Some business processes sound simple when you describe them out loud:

  • A customer submits a document.
  • A confirmation email goes out.
  • The document is validated.
  • If something looks off, a person reviews it.
  • Once the decision is in, the sender gets the final outcome.

Five steps. Clear, readable, familiar.


Then reality shows up

The complexity is not in the individual steps. It shows up later — when the system restarts mid-flow, when a transient error causes a retry, when three days have passed and the workflow needs to continue from exactly the right place.

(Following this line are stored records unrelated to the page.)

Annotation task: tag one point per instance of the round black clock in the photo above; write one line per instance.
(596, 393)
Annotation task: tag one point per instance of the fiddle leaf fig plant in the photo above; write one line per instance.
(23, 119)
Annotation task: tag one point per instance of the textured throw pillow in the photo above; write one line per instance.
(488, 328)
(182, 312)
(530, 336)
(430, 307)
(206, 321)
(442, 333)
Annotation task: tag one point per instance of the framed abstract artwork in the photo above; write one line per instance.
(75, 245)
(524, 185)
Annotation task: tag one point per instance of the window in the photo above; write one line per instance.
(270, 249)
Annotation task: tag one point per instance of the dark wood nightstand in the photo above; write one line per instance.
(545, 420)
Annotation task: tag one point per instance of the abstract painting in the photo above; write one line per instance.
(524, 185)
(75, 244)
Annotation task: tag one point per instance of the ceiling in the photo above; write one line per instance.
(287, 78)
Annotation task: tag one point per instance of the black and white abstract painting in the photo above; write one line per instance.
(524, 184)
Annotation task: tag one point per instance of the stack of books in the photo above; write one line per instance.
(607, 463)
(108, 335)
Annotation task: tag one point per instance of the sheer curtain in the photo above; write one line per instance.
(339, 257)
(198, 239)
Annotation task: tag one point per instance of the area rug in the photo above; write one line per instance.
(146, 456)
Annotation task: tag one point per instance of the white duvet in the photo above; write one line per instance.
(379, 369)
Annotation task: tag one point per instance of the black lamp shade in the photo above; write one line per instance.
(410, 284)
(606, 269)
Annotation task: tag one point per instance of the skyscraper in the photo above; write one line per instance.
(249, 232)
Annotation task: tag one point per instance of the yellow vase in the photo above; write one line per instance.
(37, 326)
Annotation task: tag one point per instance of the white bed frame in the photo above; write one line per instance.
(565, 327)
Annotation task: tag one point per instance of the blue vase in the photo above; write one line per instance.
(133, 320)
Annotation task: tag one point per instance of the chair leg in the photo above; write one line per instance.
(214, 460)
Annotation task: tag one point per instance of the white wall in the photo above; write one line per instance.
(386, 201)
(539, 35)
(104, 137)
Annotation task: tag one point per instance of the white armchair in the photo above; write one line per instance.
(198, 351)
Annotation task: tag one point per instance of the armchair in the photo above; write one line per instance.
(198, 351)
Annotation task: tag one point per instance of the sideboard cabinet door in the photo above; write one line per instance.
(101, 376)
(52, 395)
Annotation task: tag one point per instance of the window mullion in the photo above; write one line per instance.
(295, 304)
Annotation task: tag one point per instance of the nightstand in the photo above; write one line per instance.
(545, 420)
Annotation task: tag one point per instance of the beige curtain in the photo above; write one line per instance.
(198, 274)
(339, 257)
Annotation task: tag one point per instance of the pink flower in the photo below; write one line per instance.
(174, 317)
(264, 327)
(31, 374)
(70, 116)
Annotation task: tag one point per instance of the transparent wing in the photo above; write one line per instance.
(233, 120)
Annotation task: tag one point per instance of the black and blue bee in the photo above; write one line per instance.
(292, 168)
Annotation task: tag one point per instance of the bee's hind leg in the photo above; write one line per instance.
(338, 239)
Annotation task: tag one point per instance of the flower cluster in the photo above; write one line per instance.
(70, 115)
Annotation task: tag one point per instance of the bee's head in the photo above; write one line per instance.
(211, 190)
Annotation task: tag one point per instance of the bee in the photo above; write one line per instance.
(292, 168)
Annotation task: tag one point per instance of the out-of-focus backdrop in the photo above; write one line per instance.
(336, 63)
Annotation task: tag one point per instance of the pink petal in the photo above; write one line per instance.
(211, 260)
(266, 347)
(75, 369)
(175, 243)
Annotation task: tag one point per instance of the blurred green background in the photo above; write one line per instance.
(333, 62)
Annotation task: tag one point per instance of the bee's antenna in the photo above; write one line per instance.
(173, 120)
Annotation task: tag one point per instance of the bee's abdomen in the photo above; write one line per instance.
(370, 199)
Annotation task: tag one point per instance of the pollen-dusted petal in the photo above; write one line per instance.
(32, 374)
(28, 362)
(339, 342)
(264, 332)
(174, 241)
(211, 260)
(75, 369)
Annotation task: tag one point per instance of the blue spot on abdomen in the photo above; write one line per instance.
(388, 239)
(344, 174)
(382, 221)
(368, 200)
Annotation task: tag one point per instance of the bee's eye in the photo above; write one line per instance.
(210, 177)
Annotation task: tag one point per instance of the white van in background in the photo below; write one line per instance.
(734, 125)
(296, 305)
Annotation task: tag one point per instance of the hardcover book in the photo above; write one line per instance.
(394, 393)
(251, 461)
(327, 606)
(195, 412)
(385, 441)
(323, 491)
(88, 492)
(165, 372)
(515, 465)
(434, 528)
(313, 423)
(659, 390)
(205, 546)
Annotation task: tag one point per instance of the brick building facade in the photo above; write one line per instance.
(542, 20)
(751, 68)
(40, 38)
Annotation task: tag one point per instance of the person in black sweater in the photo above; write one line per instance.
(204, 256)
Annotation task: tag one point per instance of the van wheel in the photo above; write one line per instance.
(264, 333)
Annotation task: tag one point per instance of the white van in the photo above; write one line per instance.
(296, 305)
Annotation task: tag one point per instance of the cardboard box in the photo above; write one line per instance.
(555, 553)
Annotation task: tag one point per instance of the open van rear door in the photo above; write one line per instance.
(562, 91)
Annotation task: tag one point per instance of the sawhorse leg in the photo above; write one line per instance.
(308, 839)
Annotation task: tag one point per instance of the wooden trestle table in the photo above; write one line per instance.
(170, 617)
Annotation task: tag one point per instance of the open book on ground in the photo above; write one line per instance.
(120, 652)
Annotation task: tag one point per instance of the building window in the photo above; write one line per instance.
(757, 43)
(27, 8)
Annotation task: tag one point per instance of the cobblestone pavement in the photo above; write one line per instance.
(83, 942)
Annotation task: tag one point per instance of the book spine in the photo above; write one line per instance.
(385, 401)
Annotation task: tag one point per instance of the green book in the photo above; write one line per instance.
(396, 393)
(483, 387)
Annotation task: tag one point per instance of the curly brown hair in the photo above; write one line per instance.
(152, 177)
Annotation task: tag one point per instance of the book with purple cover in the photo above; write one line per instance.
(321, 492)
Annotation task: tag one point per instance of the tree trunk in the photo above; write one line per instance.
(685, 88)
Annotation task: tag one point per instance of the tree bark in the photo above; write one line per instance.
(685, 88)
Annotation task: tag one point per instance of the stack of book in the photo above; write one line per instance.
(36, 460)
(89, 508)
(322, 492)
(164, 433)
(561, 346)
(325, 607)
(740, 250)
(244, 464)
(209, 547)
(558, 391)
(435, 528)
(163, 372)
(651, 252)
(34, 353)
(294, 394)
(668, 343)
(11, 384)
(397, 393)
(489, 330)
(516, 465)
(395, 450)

Most teams have a story like this:

  • A background job ran twice because a worker restarted at the wrong moment.
  • A confirmation email was sent three times.
  • A paid API call happened again because nobody told the system it had already succeeded.
  • A process was silently stuck somewhere in the middle, and nobody knew until a customer called.

And when it happens, it is rarely obvious at first. Logs are scattered. The current state of the process is unclear. Recovery is difficult, because simply retrying the work can create new side effects: another email, another API call, another inconsistent update. Even fixing the system becomes delicate, because existing workflows may still be in progress and small changes can break the path they were already following.


What you actually want

You want a backend process that:

  • Does not act as a black box.
  • Recovers automatically from transient failures.
  • Can replay what failed, while keeping what already succeeded.
  • Makes problems easier to detect, debug, and understand.
  • Lets you fix issues in production while minimizing impact on workflows already in progress.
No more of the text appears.